Reputation: 1023
In the following code I'm using the function cublasSetMatrix for 3 random matrices of size 200x200. I measured the the time of this function in the code:
clock_t t1,t2,t3,t4;
int m =200,n = 200;
float * bold1 = new float [m*n];
float * bold2 = new float [m*n];
float * bold3 = new float [m*n];
for (int i = 0; i< m; i++)
for(int j = 0; j <n;j++)
{
bold1[i*n+j]=rand()%10;
bold2[i*n+j]=rand()%10;
bold3[i*n+j]=rand()%10;
}
float * dev_bold1, * dev_bold2,*dev_bold3;
cudaMalloc ((void**)&dev_bold1,sizeof(float)*m*n);
cudaMalloc ((void**)&dev_bold2,sizeof(float)*m*n);
cudaMalloc ((void**)&dev_bold3,sizeof(float)*m*n);
t1=clock();
cublasSetMatrix(m,n,sizeof(float),bold1,m,dev_bold1,m);
t2 = clock();
cublasSetMatrix(m,n,sizeof(float),bold2,m,dev_bold2,m);
t3 = clock();
cublasSetMatrix(m,n,sizeof(float),bold3,m,dev_bold2,m);
t4 = clock();
cout<<double(t2-t1)/CLOCKS_PER_SEC<<" - "<<double(t3-t2)/CLOCKS_PER_SEC<<" - "<<double(t4-t3)/CLOCKS_PER_SEC;
delete []bold1;
delete []bold2;
delete []bold3;
cudaFree(dev_bold1);
cudaFree(dev_bold2);
cudaFree(dev_bold3);
The output of this code is something like this:
0.121849 - 0.000131 - 0.000141
Actually, every time I run the code the time of applying cublasSetMatrix on the first matrix is more than other two matrices, although the size of all matrices are the same and they are filled with random numbers.
Can anyone please help me to find out what is the reason of this result?
Upvotes: 0
Views: 90
Reputation: 152164
Usually the first CUDA API call in any CUDA program will incur some start-up overhead - the CUDA runtime requires time to initialize everything.
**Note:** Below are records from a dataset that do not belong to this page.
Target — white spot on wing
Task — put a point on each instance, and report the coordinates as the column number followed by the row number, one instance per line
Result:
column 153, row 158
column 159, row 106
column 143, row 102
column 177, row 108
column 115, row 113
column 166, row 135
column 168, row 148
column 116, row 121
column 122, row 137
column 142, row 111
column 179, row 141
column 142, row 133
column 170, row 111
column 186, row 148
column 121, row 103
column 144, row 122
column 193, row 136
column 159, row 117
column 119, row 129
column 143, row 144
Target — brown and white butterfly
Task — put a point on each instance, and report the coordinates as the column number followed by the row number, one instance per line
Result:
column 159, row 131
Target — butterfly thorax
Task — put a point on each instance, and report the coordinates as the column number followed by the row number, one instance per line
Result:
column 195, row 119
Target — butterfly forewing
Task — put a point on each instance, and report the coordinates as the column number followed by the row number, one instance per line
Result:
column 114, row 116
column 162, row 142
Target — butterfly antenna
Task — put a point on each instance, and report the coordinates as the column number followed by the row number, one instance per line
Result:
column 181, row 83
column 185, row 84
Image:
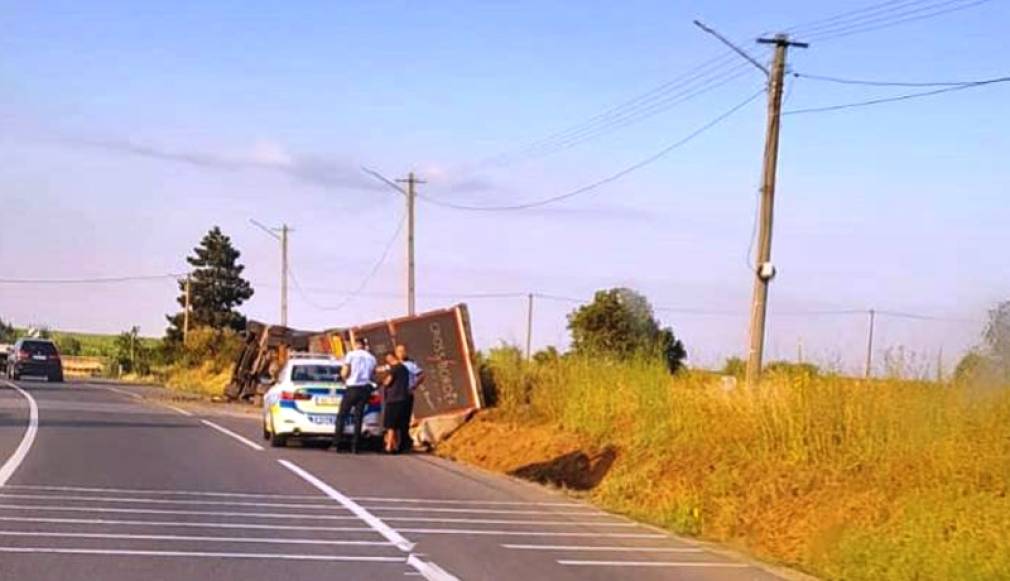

Whenever CUDA libraries are used, there will be some additional one-time start up overhead associated with initialization of the library. This overhead will often be observed to impact the timing of the first library call.
That seems to be what is happening here. By placing another cuBLAS API call before the first one you are measuring, you have moved the start-up overhead cost to a previous call, and so you don't measure it on the cublasSetMatrix()
call anymore.
Upvotes: 2